Bacaan kita kali ini berada dalam konteks pesta besar yang diadakan Ahasyweros, raja Persia itu. Di akhir pesta tersebut, Raja Ahasyweros memerintahkan para sida-sidanya untuk membawa Ratu Wasti ke hadapannya. Tujuannya bukan sekadar memperkenalkan sang ratu, melainkan memamerkan kecantikannya di depan para pejabat dan tamu yang telah mabuk. Sebuah tindakan yang tentu melukai martabat Wasti sebagai seorang perempuan dan ratu. Ia menganggap istrinya tidak ubahnya sekedar properti yang setara dengan harta benda lainnya. Penolakan Wasti untuk tampil bukan sekadar tindakan pembangkangan, melainkan cermin dari keberanian menjaga harga diri. Meski dia bukan penyembah Allah Israel, Wasti menunjukkan kebijaksanaan dan kesadaran diri yang tinggi. Dalam dunia yang seringkali memaksa perempuan untuk tunduk tanpa suara, Wasti berdiri teguh, meski ia tahu risiko besar menantinya.

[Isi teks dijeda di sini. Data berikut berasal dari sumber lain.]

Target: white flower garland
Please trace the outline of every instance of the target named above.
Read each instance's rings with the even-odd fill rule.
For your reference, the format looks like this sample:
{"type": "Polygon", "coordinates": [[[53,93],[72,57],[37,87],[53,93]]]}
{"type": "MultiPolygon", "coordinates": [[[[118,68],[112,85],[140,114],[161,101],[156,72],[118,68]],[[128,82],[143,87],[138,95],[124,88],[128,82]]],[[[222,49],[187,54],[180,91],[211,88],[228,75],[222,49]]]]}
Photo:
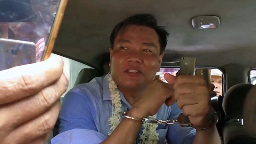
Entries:
{"type": "MultiPolygon", "coordinates": [[[[120,113],[121,112],[121,99],[118,91],[116,90],[117,88],[111,74],[109,74],[108,79],[109,84],[108,87],[111,92],[110,98],[112,100],[112,116],[108,118],[109,125],[110,125],[109,132],[108,133],[108,135],[112,132],[120,123],[120,113]]],[[[156,119],[156,114],[151,117],[156,119]]],[[[138,143],[138,144],[155,144],[157,143],[159,139],[159,134],[156,133],[156,129],[157,125],[156,124],[144,123],[142,125],[142,133],[140,134],[140,139],[142,141],[138,143]]]]}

Amarah raja yang membara menjadi cermin bahaya dari kekuasaan yang dipadukan dengan ego yang terluka. Saat kekuasaan tidak dibarengi kebijaksanaan, keputusan yang diambil sering kali berujung pada ketidakadilan. Mehuman, salah satu penasihat raja, memperkeruh keadaan dengan menakut-nakuti bahwa tindakan Wasti akan memicu pemberontakan para istri terhadap suami mereka. Alasan yang tampak menjaga ketertiban keluarga ini sejatinya berakar pada ketakutan kehilangan kontrol, bukan pada keinginan membangun hubungan yang saling menghormati. Raja pun memutuskan membuang Wasti dan mengeluarkan dekrit agar setiap suami menjadi penguasa di rumahnya. Keputusan ini, meski tampak kuat di permukaan, sesungguhnya mencerminkan kelemahan yakni ketidakmampuan seorang pemimpin untuk mendengarkan dan menghormati suara yang berbeda.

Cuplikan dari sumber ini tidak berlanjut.